Saturday's proceedings, which lasted a little more than two hours, set up the White House arguments in the impeachment trial. The proceedings resume Monday at 1 p.m.
The president's team told senators that the House managers selectively withheld evidence in their arguments against the president.
Cipollone said the Democratic House managers, who concluded their arguments late Friday after 24 hours spread over three days, "are asking you to remove President Trump" from the 2020 ballot and "they're asking you to do it with no evidence." He said the managers "didn't tell you" that the issue of burden sharing — getting other nations to contribute more to Ukraine's defense — was discussed in the July 25 call between Trump and Ukrainian President Volodymyr Zelenskiy. That call is at the heart of the charges against the president.
Deputy White House counsel Mike Purpura continued that theme, reiterating that House managers "didn't tell you" that top Ukrainian officials were unaware that U.S. aid was being withheld from Ukraine until a Politico article in late August. However, Deputy Assistant Secretary of State Laura Cooper testified during the House impeachment inquiry in November that Ukrainian officials asked in July: "What is going on" with the security assistance?
After the session, both sides claimed the advantage. Sen. Joni Ernst, R-Iowa, said the president's defense team "entirely shredded" the Democratic managers' case.
But Rep. Adam Schiff, D-Calif, the lead House manager, said Trump's lawyers failed "to contest the basic architecture of the scheme," that the president pressured Ukraine by withholding military aid in order to get Zelenskiy to investigate the Bidens.
Senate Minority Leader Chuck Schumer, D-N.Y., said that there were "gaping holes" in the president's lawyers' case and that they inadvertently bolstered Democrats' arguments that the Senate should call witnesses, including acting White House chief of staff Mick Mulvaney.

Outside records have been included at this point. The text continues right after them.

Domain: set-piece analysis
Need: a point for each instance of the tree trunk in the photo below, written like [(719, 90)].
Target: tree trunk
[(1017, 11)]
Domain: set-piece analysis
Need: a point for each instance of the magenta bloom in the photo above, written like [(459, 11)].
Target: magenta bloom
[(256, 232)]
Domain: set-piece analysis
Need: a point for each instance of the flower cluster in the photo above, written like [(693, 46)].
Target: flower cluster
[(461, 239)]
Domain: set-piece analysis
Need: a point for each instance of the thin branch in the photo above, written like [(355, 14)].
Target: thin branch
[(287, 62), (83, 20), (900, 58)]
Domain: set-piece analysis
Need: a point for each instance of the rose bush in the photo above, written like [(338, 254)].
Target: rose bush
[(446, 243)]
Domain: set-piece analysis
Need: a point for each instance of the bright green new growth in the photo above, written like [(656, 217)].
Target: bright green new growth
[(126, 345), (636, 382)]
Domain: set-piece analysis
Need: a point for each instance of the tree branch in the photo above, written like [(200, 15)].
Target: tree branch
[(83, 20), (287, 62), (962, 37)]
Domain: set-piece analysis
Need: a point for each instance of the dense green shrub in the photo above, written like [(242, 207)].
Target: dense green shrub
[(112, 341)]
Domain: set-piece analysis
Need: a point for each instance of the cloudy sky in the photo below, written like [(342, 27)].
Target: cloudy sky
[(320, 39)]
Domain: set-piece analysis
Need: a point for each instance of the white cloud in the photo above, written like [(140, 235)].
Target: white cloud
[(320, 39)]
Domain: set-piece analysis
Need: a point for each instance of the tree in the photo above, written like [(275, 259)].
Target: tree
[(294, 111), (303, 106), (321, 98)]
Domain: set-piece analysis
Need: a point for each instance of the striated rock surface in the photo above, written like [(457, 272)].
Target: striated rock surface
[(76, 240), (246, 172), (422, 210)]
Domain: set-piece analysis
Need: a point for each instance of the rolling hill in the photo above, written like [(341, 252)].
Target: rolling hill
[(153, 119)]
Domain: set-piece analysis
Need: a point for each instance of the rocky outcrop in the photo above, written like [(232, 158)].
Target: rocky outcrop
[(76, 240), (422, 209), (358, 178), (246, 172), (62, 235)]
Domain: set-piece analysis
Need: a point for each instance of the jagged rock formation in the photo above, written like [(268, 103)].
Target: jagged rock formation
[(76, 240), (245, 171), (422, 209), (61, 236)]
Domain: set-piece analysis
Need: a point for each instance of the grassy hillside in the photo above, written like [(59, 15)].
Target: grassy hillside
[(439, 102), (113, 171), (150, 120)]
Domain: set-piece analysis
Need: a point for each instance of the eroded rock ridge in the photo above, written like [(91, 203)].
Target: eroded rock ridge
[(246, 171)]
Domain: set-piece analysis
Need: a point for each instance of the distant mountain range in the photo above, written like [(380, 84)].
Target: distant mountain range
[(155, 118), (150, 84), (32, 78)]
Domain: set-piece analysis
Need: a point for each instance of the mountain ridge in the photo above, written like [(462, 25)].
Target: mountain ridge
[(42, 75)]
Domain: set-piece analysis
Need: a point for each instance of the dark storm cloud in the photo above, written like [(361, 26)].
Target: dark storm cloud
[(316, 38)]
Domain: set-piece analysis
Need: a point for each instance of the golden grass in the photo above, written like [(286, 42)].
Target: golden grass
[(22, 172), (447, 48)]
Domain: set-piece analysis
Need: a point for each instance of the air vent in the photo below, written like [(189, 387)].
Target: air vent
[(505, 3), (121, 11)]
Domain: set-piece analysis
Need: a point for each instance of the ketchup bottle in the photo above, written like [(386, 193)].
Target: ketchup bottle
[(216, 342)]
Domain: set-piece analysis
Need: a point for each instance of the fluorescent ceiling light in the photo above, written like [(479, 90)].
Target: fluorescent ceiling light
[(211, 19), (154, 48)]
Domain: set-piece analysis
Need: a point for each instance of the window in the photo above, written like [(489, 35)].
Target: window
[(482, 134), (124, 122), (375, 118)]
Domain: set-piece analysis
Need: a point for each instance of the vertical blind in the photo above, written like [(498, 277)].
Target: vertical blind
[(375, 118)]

Perhaps because of the brevity of the Saturday session, there was unusual camaraderie at its close. Cipollone and Jay Sekulow, Trump's personal attorney, worked the room, with some senators coming up to shake their hands as they stood up from their table after the close. They later went to some members' desks to visit. Sen. John Kennedy, R-La., was first in line to shake Cipollone's and Sekulow's hands, followed by Sen. Pat Roberts, R-Kan. The camaraderie was bipartisan. Sen. Tim Kaine, D-Va., was also among those greeting the president's lawyers.

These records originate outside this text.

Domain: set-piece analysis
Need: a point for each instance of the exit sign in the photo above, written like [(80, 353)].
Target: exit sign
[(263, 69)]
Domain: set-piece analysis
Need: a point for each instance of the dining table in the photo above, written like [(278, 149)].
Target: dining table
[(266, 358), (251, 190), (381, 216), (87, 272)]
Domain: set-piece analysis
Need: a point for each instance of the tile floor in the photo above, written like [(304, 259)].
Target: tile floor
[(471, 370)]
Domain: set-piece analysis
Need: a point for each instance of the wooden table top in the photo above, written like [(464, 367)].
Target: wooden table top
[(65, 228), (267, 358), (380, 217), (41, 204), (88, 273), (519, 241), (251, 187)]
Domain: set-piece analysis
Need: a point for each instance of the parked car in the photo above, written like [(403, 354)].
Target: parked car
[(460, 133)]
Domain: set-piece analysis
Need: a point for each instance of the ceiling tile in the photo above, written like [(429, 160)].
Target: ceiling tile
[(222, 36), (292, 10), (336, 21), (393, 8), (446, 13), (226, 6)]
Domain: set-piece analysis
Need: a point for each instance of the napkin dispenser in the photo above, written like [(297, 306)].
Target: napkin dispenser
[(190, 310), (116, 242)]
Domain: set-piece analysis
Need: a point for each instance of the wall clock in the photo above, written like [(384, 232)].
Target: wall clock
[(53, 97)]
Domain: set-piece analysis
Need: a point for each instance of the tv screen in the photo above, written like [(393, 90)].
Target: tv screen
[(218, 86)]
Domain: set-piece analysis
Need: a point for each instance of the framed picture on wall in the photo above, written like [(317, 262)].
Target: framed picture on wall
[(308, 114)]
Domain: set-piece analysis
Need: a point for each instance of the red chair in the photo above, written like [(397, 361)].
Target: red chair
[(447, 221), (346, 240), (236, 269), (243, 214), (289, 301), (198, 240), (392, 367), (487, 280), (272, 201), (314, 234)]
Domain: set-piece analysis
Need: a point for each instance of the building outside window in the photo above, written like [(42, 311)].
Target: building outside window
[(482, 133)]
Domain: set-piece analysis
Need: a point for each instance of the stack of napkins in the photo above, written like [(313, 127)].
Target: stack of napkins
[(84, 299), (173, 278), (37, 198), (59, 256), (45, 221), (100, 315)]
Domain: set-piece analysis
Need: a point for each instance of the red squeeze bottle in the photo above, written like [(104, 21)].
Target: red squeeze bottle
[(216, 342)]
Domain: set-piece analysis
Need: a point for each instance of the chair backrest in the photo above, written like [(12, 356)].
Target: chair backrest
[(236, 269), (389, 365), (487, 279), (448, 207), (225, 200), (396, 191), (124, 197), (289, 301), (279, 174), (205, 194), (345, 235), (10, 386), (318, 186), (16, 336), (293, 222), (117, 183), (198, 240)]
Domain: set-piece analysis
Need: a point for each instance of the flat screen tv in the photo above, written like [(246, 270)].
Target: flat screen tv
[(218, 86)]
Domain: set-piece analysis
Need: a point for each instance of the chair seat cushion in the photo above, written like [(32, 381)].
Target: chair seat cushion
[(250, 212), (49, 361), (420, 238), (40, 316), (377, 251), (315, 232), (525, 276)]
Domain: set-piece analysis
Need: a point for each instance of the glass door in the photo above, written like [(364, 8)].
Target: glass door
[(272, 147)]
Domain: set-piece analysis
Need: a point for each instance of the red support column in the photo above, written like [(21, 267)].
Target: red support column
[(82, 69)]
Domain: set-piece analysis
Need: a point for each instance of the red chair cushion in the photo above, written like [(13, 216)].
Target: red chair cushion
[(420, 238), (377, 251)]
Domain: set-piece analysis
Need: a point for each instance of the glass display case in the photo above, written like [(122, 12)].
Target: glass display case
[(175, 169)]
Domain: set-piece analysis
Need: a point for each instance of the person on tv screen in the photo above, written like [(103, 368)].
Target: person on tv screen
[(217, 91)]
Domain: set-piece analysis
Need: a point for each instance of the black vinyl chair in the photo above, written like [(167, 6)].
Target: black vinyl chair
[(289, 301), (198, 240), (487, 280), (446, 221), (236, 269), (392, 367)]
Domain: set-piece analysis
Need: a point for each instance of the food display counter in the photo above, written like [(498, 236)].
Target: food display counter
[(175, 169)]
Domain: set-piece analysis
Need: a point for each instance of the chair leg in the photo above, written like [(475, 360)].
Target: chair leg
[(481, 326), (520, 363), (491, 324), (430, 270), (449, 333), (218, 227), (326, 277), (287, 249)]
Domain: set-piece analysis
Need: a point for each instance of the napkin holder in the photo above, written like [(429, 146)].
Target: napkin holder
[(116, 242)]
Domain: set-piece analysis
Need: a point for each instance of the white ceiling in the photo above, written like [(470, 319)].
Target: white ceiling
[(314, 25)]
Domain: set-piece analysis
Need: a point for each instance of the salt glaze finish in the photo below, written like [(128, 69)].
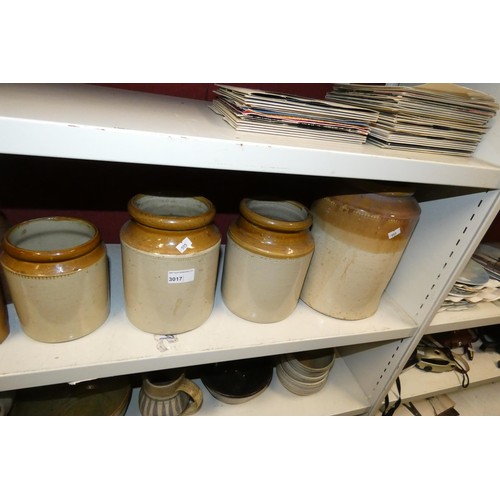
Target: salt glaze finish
[(359, 239), (57, 273), (4, 319), (269, 248), (169, 394), (170, 254)]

The House of Representatives impeached Trump last month on charges that he obstructed Congress and abused power, saying he tried to pressure the Ukrainian president to investigate Trump's political rivals during the July phone call. The president and his defenders have dismissed the process as a sham and refused to participate in the House proceedings. Saturday was the first time Trump's lawyers responded in person to the charges against the president.
The presentation was expected to set the stage for the "coming attractions," as Sekulow described it Friday, for the trial when it resumes Monday.
That includes discussing the Steele dossier, a report of unverified information on the Trump campaign compiled by a former British spy, and efforts made by Hillary Clinton's campaign to dig up dirt on Trump leading up to the 2016 presidential election.
Sekulow also tried to argue, as many Republicans have over the course of the impeachment proceedings, that Clinton solicited foreign interference by Ukraine in the 2016 election.
American intelligence agencies have been unanimous in their assessment that it was Russia that interfered in the last presidential race.
Another of Trump's defense attorneys, Alan Dershowitz, told NPR's David Folkenflik that he would focus his arguments on what he sees as "nonimpeachable offenses" brought forward by the House.
"They charged him with nonimpeachable offenses: namely obstruction of Congress and abuse of power," Dershowitz said. "Those would have clearly been rejected by the framers as too broad, too open-ended and not sufficiently specific. So I'm going to focus my argument on the criteria used by the House."
Republicans have largely stood by the president throughout the week, and because they hold a majority in the Senate, it remains unlikely that Trump will be removed from office.